I’ve been looking at what it takes to extend Jest setup/teardown hooks in the RedwoodJS context. Some are pretty straightforward, but some are a bit tricky – especially when looking at future proofing.
setupFiles
and setupFilesAfterEnv
are easy: both use arrays as parameters and luckily Jest will properly combine them; e.g., just adding setupFilesAfterEnv: [path.join(__dirname, './jest.setup.cjs')]
to the api/jest.config.js
(and/or web/jest.config.js
) file will run first the RedwoodJS hook and then the project hook.
testEnvironment
is also pretty simple because Redwood behaves the same way for both the api and web sides. This call wants a class as an argument, so all we need to do there is inherit from the Redwood class (web, api), properly chain into super
where appropriate, and we are good to go.
globalSetup
and globaTeardown
are where the difficulties lie. These calls take a string as an argument, and any settings added into the api or web project config files will override/obliterate any RedwoodJS settings. We can use a similar trick as we did for testEnvironment
to avoid this, but instead of deriving a class we have to use a function.
- Create a file named
api/jest.globalSetup.cjs
:
const redwoodGlobal = require('@redwoodjs/testing/config/jest/api/globalSetup.js');
module.exports = async function () {
// RedwoodJS already uses a globalSetup function, so we want to make sure that gets called first
await redwoodGlobal();
// custom Jest setup code for api side goes here...
};
- Then in
jest.config.js
add the entryglobalSetup: path.join(__dirname, './jest.globalSetup.cjs')

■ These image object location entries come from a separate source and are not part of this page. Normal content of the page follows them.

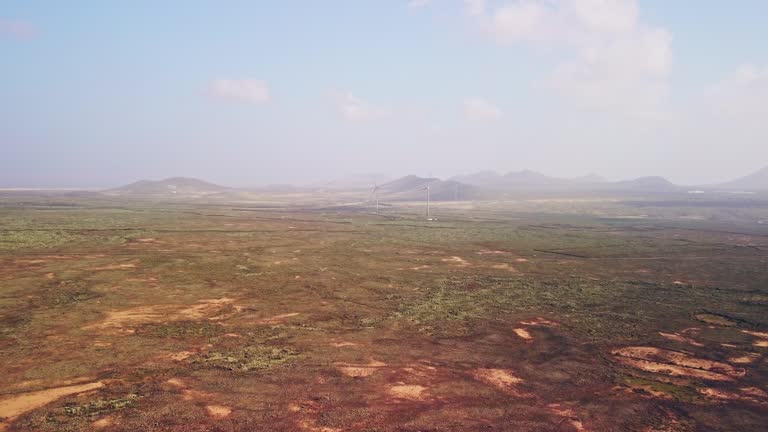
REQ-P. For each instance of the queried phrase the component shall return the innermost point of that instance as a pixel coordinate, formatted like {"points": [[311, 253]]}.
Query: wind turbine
{"points": [[375, 192]]}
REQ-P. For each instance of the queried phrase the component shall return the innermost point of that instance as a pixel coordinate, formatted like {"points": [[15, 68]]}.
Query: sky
{"points": [[245, 93]]}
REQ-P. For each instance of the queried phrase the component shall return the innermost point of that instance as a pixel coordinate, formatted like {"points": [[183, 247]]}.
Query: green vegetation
{"points": [[198, 305], [248, 358], [99, 406], [31, 239]]}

This will call the RedwoodJS custom code and then ours. Easy peasy.
The complication comes beecause RedwoodJS only uses globalSetup
on the api side and doesn’t use globalTeardown
at all. So if we want to use any of those hooks in our projects there isn’t anything to chain into. Which is fine, right up until a future version of RedwoodJS where one of these hooks is now used. If we aren’t watching the Jest config files with each release, our custom hooks will obliterate the good intentions of the future Redwood developers.
My suggestion would be to add entries that do nothing on the web and api sides for these (currently) unused configuration hooks so we can always properly chain into the RedwoodJS stack. Now, when new functionality is added that wants these, it gets added and our project code automatically does the right thing.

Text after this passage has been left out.